Curious how things do, in fact, get out of the country, I befriend a man named Oscar. A pleasant, older guy, he's the type you'd expect to find reading the paper on a Saturday afternoon, not running a smuggling operation. Oscar's office is a bench outside a call center in a downtown shopping mall and today he's hard at work stuffing contraband Barbies into cardboard boxes. Having neatly fit what looked to be eight or nine dozen into a single parcel, Oscar wraps the box in an oversized black trash bag, then covers it with duct tape.
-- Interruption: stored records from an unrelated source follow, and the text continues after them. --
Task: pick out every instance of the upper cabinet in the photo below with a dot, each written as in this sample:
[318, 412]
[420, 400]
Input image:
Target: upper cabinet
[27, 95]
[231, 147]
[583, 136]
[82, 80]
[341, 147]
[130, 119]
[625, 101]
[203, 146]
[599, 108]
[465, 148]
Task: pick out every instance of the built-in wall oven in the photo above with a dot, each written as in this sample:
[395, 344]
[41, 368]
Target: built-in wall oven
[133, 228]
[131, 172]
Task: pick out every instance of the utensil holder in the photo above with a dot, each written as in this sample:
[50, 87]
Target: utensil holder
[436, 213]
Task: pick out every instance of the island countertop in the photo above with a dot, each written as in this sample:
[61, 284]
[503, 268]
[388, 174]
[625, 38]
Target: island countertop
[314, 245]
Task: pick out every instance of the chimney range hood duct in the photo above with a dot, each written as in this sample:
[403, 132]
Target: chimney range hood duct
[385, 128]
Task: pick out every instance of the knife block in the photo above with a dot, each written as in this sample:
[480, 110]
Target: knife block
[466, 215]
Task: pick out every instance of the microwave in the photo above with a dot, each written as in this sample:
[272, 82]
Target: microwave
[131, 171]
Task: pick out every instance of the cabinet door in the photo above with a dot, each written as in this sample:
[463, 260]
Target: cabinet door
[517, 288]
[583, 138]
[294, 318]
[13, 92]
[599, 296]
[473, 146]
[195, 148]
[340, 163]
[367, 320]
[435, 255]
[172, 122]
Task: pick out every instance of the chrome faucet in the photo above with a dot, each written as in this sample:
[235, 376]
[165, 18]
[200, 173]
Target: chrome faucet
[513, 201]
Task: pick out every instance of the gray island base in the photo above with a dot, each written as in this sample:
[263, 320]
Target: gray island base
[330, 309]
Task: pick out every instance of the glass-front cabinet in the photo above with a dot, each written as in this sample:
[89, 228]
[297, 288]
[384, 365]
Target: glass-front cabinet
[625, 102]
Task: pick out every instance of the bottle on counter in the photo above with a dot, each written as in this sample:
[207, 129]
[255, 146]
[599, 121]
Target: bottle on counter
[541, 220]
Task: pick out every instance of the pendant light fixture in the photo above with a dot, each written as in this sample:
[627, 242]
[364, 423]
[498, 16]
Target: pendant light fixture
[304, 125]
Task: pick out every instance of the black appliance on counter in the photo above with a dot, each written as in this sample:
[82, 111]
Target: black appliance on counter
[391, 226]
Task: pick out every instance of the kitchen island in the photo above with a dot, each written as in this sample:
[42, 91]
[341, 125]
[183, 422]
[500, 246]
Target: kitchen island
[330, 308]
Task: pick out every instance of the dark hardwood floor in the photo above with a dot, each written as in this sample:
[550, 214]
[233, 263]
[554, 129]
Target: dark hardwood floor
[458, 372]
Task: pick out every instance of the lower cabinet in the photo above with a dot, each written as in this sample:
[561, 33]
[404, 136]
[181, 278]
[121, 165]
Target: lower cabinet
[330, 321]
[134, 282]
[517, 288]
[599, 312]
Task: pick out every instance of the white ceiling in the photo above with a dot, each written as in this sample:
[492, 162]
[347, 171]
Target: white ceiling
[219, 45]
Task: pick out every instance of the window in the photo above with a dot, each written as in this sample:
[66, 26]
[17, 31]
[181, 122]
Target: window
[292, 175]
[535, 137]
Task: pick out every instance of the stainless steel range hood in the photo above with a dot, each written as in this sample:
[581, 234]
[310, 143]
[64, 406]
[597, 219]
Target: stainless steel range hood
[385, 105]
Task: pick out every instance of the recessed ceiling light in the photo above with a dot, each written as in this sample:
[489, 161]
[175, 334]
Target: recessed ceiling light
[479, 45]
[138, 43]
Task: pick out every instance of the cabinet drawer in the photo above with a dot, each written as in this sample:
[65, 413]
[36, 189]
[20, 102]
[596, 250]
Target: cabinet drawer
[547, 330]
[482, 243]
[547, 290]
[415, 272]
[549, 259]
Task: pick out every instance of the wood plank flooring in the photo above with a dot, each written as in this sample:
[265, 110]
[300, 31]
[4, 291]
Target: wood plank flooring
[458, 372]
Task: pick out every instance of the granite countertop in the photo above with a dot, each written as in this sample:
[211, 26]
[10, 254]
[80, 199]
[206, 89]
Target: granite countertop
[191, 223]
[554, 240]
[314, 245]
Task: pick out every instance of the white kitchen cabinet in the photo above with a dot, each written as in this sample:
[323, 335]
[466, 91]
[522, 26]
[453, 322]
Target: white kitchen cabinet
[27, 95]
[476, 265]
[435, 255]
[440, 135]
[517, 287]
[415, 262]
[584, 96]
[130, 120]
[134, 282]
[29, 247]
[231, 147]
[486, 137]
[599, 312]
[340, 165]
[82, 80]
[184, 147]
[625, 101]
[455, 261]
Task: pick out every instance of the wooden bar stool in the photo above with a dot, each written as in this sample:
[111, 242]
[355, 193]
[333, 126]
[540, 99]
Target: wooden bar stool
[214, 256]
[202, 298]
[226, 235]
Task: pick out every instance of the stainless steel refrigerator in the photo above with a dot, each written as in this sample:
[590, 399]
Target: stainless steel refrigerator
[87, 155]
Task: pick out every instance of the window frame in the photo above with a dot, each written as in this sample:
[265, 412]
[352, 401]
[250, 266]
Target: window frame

He has been paid $50 per package to transport them to a hotel across the Brazilian border. En route, he won't be stopping at customs and declaring his goods, of course.I ask Oscar if his men insist on packaging the goods themselves, or if I could bring him a set of pre-wrapped boxes ready to be placed in my hotel room in Brazil. "However you like," he responds, "it makes no difference to me."Later today, Oscar will walk across the 1,600-foot-long Friendship Bridge to Brazil. Posted above the bridge's entrance is a silver metal sign telling crossers they're prohibited from throwing merchandise off the side. By 5 p.m., the Friendship Bridge is packed with porters huddled around their boxes, drinking beer, and handing bribes to the Paraguayan naval police strolling by.They're waiting for word that the crew of Brazilian customs police has thinned, or that a shift change is under way. Once word comes, they move fast and fluid. When they near the end of the bridge, smugglers scramble to harness their goods to the long nylon ropes that dangle from the railing, lowering them onto the forested riverbank, just a few hundred meters from the outpost of Brazil's Customs and Immigration force. Below, teenage boys sort through the packages in litter-strewn, knee-high grass.Most of them have no idea what's inside the packages they're trafficking. Maybe cheap Che Guevara berets. Or Zippo lighters bearing the face of Ronald Reagan, imploring the world to "Win one for the Gipper."